Lust auf Tanzen und Feiern, aber keinen Bock dich schick zu machen und in den Club zu gehen? Dann hätten wir eine Lösung: Hol dir den Club einfach nach Hause ins Wohnzimmer. Virtual Reality macht’s möglich.

Das neue Projekt von Google heißt VR Dancefloors. Dafür arbeitet Google mit dem Boiler Room zusammen. Der Boiler Room, eine Institution in der Elektro-Szene, ist die Erfindung eines englischen DJs. Der hat vor einigen Jahren damit angefangen, seine DJ Sets live im Internet zu übertragen. 

Inzwischen ist der Boiler Room eine beliebte Partyreihe mit DJ Sets und Konzerten weltweit im Netz. Musik zum Mithören und Party zum Anschauen sozusagen. Dabei kann man den DJs genau auf die Finger schauen. 

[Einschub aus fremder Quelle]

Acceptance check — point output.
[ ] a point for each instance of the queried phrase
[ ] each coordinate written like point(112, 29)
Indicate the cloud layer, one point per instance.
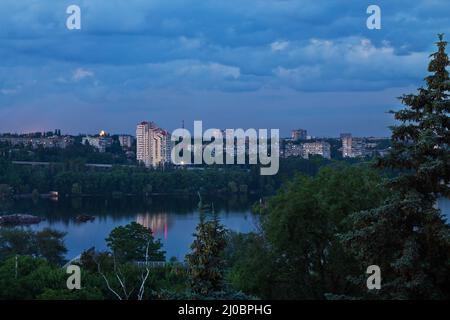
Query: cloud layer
point(195, 52)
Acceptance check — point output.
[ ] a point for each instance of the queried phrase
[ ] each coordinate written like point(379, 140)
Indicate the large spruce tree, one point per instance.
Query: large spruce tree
point(206, 264)
point(407, 236)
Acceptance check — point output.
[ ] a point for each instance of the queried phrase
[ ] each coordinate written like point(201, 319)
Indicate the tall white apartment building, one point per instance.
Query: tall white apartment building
point(152, 144)
point(347, 142)
point(353, 147)
point(321, 148)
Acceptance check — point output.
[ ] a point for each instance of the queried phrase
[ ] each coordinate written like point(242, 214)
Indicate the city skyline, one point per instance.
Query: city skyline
point(251, 64)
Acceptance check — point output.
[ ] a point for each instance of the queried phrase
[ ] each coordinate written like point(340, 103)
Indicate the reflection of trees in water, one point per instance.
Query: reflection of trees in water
point(159, 223)
point(66, 209)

"Wer als DJ in den Boiler Room eingeladen wird, für den ist das eine Auszeichnung. Aber die Kollegen fühlen sich auch unter Druck, wenn man da 'nen Fehler macht, ist der für ewig im Netz."
Mike Litt, DJ bei DRadio Wissen

Der Name Boiler Room kommt daher, dass das Ganze mal in einem Keller, eben da wo der Boiler steht, los ging. Auch heute kommen die DJ-Sets aus den Clubs immer noch relativ spartanisch rüber. Genau wie in dem Club in Berlin, wo jetzt das VR Dancefloors Projekt von Boiler Room zusammen mit Google gestartet wurde. 

Dort wurden VR-Kameras an die Decke gehängt, die den ganzen Raum gefilmt haben. Wer sich diesen Stream dann mit einer VR-Brille anschaut, hat das Gefühl, er ist mit dabei im Club. Der Haken am Konzept ist, dass die Clubgäste sich wohl zwischen den Kameras nicht so wohlgefühlt haben.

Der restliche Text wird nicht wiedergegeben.